Когда-то, лет десять назад, ей даже нравилось работать, но тогда был другой начальник, пожилой мужчина. Тогда они осваивали первые компьютеры, программы, было интересно, все прошли через курсы повышения квалификации, все прошли аттестацию. А сейчас она эти компьютеры просто ненавидела! Наверное, ещё и потому, что она за эти годы ослепла здесь, в этом плохо освещённом помещении, а очки одевать как-то не хотелось. Чтобы ещё продержаться хоть немного, и утром, и вечером иногда по часу делала зарядку для глаз -- помогало.

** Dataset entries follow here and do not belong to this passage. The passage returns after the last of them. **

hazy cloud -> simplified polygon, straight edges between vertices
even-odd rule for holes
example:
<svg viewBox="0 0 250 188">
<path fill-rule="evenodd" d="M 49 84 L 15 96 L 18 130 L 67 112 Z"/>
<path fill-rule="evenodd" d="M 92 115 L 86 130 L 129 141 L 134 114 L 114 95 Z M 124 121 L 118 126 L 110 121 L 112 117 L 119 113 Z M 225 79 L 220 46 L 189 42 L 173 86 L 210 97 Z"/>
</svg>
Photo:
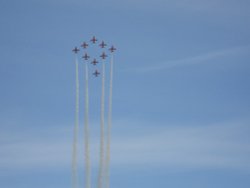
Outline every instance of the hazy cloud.
<svg viewBox="0 0 250 188">
<path fill-rule="evenodd" d="M 219 123 L 215 125 L 137 126 L 122 123 L 116 126 L 112 139 L 112 165 L 150 165 L 173 168 L 250 168 L 248 139 L 249 121 Z M 119 128 L 120 127 L 120 128 Z M 162 127 L 162 126 L 161 126 Z M 141 132 L 139 130 L 142 130 Z M 55 131 L 55 130 L 53 130 Z M 70 130 L 66 131 L 70 132 Z M 133 133 L 134 132 L 134 133 Z M 138 132 L 138 134 L 136 133 Z M 139 133 L 140 132 L 140 133 Z M 10 135 L 10 134 L 8 134 Z M 71 164 L 71 138 L 47 135 L 46 139 L 18 135 L 18 142 L 1 141 L 0 167 L 69 167 Z M 16 135 L 16 137 L 18 137 Z M 15 140 L 15 139 L 13 139 Z M 98 137 L 92 137 L 92 162 L 98 164 Z M 82 146 L 80 147 L 82 148 Z M 82 156 L 82 151 L 80 152 Z M 82 157 L 80 157 L 81 159 Z M 82 163 L 82 161 L 81 161 Z"/>
</svg>

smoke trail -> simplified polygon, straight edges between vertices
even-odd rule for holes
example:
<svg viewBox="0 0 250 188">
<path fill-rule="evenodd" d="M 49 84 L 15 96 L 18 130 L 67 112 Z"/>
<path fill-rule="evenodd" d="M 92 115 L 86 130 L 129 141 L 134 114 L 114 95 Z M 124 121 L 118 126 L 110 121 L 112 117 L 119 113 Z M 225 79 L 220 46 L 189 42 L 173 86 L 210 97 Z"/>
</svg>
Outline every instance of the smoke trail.
<svg viewBox="0 0 250 188">
<path fill-rule="evenodd" d="M 110 186 L 110 141 L 112 128 L 112 95 L 113 95 L 113 56 L 110 61 L 110 83 L 109 83 L 109 106 L 108 106 L 108 131 L 106 145 L 106 161 L 105 161 L 105 188 Z"/>
<path fill-rule="evenodd" d="M 101 135 L 100 135 L 100 161 L 98 172 L 98 188 L 103 187 L 104 165 L 104 101 L 105 101 L 105 63 L 102 63 L 102 96 L 101 96 Z"/>
<path fill-rule="evenodd" d="M 73 151 L 72 151 L 72 187 L 78 188 L 78 169 L 77 169 L 77 142 L 79 129 L 79 75 L 78 75 L 78 59 L 75 59 L 76 65 L 76 109 L 75 109 L 75 126 L 73 135 Z"/>
<path fill-rule="evenodd" d="M 85 188 L 91 187 L 91 166 L 89 149 L 89 88 L 88 64 L 85 63 L 85 114 L 84 114 L 84 144 L 85 144 Z"/>
</svg>

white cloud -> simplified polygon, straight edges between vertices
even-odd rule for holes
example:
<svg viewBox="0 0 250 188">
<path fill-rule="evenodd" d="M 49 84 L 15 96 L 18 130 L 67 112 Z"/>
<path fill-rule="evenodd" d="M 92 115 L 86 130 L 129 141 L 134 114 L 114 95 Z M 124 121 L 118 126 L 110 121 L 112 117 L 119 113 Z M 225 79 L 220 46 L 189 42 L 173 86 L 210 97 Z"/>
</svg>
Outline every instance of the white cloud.
<svg viewBox="0 0 250 188">
<path fill-rule="evenodd" d="M 173 67 L 178 66 L 188 66 L 194 64 L 201 64 L 205 62 L 209 62 L 211 60 L 222 59 L 225 57 L 232 57 L 234 55 L 248 53 L 250 46 L 238 46 L 228 49 L 221 49 L 212 52 L 208 52 L 205 54 L 196 55 L 193 57 L 187 57 L 183 59 L 177 59 L 173 61 L 166 61 L 160 64 L 154 64 L 154 66 L 144 66 L 140 68 L 133 68 L 133 71 L 138 73 L 148 73 L 154 71 L 162 71 Z"/>
</svg>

Так как работала дольше остальных, она считалась старшей в отделе, но чисто условно, чтобы было с кого-то спрашивать за ошибки, которые неизбежно встречались при постоянно обновляющемся коллективе, чтобы следить за дисциплиной, чтобы обучать новеньких, хотя зарплата у всех была одинаковой. Последние годы сама она обучением не занималась, просто прикрепляла вновь принятых к кому-либо. Слава Богу, начальство не вмешивалось в эту часть её работы.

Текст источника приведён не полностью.